Lastly are the tabaxi. They are one of the two primary races. For the second we roll up gnomes. While there are gnomes on the continental map, those are a long way away so these may be a different type of them. The secondary races are humans, ogres, thri-kreen, again all local races, and yuan-ti, normally depicted as jungle dwelling snakepeople, so they fit the region.

Now we know who lives in each realm, we need to know how they fit in, their status and position in relation to the main race. Once more you can roll, pick or do both.

For the thri-kreen, the humans, orcs and goblins all live among the thir-kreen, though in their own districts but the thri-kreen are the dominant race. It means that they may not be seen or treated as equals to the thri-kreen, may not have the same rights, may be seen as children to be protected or one of a number of other options. In a surprise turn of events, the giants turn up to be slaves to the thri-kreen. That is something we will have to work out how happened, but it certainly puts a new spin on relations with the giant neighbours.

For the humans, the goblins live in human communities in their own districts and are treated as equals to the humans. The dwarves are also treated as equals, but live in their own communities. The others, the giants, orcs, ogres and kobolds, have their own communities but aren’t seen as equals.

For the giants, the orcs, ogres and orogs are made slaves rather than rolling. The humans roll up being slaves as well, but the dwarves aren’t. The live in their own communities, though are seen as beneath the giants yet somehow have preserved their freedom. The neogi turn out to be seen as equals by the giants, living among them, no doubt valued for their slaver ways.

For the tabaxi, the first two rolls see the gnomes and ogres seen as equals, so on a whim I decide that the tabaxi are more enlightened due to their renaissance ways, and treat all others as equals. The gnomes live among the tabaxi, while the ogres, thri-kreen and yuan-ti have their own separate communities.

The next section is on language. There is nothing to roll here, just a short bit on language as social distinction, the common tongue and literacy. We could, if we want, go into depth on working out how it functions, but we will for this example, keep it simple.

There is no common tongue, as such, due to the fragmented balkanised nature of the region. Giantish, dwarvish and human tend to be more dominant due to their spread and size. Among the thri-kreen, they speak their own language. The humans, orcs and goblins who live alongside them do have their own languages but favour thri-kreen in day to day use. The giants are given no choice – they are banned from speaking in giantish and must speak thri-kreen.

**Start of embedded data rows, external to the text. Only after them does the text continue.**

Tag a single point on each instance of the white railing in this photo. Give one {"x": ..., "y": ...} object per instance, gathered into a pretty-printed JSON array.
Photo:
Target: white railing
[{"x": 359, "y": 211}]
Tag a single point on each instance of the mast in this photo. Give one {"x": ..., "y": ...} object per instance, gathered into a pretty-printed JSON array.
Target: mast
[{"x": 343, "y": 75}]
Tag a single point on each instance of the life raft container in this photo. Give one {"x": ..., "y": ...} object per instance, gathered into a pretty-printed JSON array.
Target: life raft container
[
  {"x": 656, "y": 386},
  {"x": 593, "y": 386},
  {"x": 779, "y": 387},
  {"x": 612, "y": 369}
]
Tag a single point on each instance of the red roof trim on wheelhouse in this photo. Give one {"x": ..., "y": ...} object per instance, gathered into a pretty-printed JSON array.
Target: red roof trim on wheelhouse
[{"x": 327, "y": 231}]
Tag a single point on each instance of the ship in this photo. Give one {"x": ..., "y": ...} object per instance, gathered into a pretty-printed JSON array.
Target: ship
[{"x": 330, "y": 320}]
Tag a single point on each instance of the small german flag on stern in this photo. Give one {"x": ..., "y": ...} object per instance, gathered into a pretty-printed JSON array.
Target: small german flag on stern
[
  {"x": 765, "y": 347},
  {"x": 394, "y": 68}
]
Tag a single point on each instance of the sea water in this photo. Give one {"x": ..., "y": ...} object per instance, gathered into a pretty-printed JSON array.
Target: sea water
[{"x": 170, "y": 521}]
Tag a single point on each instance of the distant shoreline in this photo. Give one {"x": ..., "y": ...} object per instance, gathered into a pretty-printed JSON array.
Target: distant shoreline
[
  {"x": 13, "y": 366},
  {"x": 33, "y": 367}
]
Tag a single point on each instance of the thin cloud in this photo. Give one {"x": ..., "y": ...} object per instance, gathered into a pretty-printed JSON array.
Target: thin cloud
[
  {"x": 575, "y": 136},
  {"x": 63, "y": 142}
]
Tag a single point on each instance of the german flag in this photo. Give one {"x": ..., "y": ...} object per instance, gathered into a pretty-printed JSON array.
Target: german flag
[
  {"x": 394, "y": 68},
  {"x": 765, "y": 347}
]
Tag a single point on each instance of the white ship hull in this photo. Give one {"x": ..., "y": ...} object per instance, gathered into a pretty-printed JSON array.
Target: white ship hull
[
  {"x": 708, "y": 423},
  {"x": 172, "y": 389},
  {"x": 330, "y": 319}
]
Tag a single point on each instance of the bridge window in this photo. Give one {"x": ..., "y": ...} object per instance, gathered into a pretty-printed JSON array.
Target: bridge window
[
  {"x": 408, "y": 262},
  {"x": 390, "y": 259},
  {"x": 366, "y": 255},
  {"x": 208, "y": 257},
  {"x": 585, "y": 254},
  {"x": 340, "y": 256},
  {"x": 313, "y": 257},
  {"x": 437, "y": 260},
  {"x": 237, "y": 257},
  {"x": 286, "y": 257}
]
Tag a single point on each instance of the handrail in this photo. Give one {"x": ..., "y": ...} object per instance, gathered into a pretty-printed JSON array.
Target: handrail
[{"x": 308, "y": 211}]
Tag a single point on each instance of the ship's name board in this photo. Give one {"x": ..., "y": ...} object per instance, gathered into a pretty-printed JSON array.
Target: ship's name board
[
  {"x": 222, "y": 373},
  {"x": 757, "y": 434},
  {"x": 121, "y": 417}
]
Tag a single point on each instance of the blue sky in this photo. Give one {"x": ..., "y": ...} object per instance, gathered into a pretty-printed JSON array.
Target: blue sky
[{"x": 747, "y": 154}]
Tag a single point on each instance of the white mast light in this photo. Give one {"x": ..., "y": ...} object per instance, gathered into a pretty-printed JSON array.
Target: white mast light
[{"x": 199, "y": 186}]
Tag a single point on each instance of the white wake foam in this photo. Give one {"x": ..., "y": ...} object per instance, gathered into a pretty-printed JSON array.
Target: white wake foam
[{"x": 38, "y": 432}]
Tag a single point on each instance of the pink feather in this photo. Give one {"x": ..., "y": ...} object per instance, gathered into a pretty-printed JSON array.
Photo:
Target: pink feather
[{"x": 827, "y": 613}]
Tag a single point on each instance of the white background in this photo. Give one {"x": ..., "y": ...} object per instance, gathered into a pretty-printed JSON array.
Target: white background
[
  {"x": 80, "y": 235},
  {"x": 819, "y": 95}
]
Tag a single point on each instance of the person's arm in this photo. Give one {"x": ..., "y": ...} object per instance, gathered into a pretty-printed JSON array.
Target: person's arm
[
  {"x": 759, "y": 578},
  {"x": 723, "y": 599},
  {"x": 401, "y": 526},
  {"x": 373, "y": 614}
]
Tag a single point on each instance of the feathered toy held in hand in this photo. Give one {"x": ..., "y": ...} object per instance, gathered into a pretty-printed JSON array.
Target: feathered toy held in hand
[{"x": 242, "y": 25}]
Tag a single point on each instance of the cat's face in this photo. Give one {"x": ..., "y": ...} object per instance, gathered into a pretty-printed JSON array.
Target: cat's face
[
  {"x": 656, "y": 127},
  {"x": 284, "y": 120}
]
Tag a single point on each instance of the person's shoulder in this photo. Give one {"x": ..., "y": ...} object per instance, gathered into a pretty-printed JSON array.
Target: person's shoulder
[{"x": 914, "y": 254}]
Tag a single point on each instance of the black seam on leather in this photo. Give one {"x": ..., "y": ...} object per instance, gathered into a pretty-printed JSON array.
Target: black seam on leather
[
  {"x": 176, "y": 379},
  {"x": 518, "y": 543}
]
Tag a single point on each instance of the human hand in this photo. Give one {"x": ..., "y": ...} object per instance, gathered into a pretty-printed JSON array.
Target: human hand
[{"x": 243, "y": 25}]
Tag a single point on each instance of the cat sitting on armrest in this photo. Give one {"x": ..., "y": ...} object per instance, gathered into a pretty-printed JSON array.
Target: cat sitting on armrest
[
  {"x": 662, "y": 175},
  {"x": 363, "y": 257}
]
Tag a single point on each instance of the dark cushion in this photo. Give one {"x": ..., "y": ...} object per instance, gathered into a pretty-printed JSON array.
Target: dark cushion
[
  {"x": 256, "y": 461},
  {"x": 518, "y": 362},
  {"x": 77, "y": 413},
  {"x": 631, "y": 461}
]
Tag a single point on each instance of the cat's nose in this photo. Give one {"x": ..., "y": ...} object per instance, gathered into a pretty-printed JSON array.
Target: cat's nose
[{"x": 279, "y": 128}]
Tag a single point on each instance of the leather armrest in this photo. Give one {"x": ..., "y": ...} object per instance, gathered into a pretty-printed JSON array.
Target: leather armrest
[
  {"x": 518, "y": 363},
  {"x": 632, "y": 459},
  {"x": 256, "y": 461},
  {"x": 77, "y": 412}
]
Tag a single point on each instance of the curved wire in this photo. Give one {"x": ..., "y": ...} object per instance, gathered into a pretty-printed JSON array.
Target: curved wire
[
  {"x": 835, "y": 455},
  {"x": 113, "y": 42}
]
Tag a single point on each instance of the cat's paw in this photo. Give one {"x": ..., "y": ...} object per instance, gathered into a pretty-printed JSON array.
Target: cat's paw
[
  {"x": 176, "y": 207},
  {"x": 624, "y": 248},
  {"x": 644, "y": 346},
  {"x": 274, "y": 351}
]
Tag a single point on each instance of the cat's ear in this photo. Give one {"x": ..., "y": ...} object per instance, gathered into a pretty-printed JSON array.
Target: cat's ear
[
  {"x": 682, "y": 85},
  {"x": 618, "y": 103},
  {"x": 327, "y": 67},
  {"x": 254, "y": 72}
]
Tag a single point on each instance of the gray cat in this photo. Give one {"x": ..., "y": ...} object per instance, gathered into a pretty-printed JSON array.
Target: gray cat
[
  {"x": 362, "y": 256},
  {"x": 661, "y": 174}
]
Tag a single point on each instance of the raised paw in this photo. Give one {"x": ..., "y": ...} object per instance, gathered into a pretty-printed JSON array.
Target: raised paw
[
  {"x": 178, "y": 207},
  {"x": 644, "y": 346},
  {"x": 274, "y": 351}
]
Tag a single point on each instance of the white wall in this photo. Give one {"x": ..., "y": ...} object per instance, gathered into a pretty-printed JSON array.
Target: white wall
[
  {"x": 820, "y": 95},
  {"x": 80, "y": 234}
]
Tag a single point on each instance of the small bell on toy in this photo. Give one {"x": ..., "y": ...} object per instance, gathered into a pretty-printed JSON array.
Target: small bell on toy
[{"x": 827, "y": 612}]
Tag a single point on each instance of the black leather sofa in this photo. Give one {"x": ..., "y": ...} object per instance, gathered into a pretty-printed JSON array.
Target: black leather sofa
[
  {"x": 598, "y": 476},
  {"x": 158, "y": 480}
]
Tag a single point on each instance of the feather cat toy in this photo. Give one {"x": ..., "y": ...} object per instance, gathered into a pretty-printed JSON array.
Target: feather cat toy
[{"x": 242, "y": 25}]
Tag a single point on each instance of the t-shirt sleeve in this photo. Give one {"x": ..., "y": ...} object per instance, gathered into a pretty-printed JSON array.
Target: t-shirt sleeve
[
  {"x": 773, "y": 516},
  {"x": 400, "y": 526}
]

Lastly, in this section of the chapter, is technology. The technology used during ancient times was different to that of the middle ages. It is something that we can roll for, or select depending on what we rolled up for cultural archetype earlier, though just because a nation is culturally of the dark ages, it doesn’t mean their technology has to be either. For the giants, humans and tabaxi though, we will do that. The giants have dark ages technology, without much intensive farming but plenty of animal husbandry, with crude warbands and levies as standard military units. The humans are feudal, with kings, vassals and peasants, and the start of the merchant and specialised craftsmen class. The tabaxi are at a renaissance level, with such things as the printing press and waterwheel and improved sailing vessels able to undertake long voyages. They may even have firearms and cannons.

For the thri-kreen we don’t have an indication so we will roll for them. The roll for them comes up as late middle ages, between that of the humans and tabaxi. The feudal system is beginning to break down as the merchant class grows in importance and trade guilds increase production and importance. Power moves away from the nobles into the towns. If firearms are allowed, the first crude ones show up here.